A group of asset managers and brokers had turned bulls of Chinese stocks in the fourth quarter, including Goldman, UBS Group AG and BlackRock Inc., citing attractive valuation. That may have been too early, however, with key China stock indexes posting losses in the quarter.

Some option investors have placed bets on the Hang Seng Tech Index’s rebound, although trading tied to the gauge is still thin. Four out of the top five most active options on the gauge were bullish contracts on Wednesday, including one which will benefit if the index rises another 3.4 per cent to 6,100 by Jan. 28. 

The index’s forward price-to-earnings ratio touched a record low relative to that of the Nasdaq 100 Index and the ChiNext Index in late December.   

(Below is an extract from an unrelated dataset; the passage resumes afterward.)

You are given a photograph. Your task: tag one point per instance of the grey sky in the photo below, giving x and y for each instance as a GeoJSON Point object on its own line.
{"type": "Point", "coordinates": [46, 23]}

Shares of tech stocks across Asia Pacifrebounded on Wednesday following reassurances from Fed Chair Jerome Powell that the central bank will tackle inflation to extend the economic expansion. 

The ChiNext Index, China’s tech-heavy and liquidity sensitive gauge, rose for the first time this year. Supporting the gains are growing expectations for the People’s Bank of China to cut interest rates, which would add further liquidity to the market at a time when global central banks including the Fed are moving toward withdrawing pandemic-era stimulus. 

“If I were short, I would be very careful at this point,” said GAM’s Cortesi.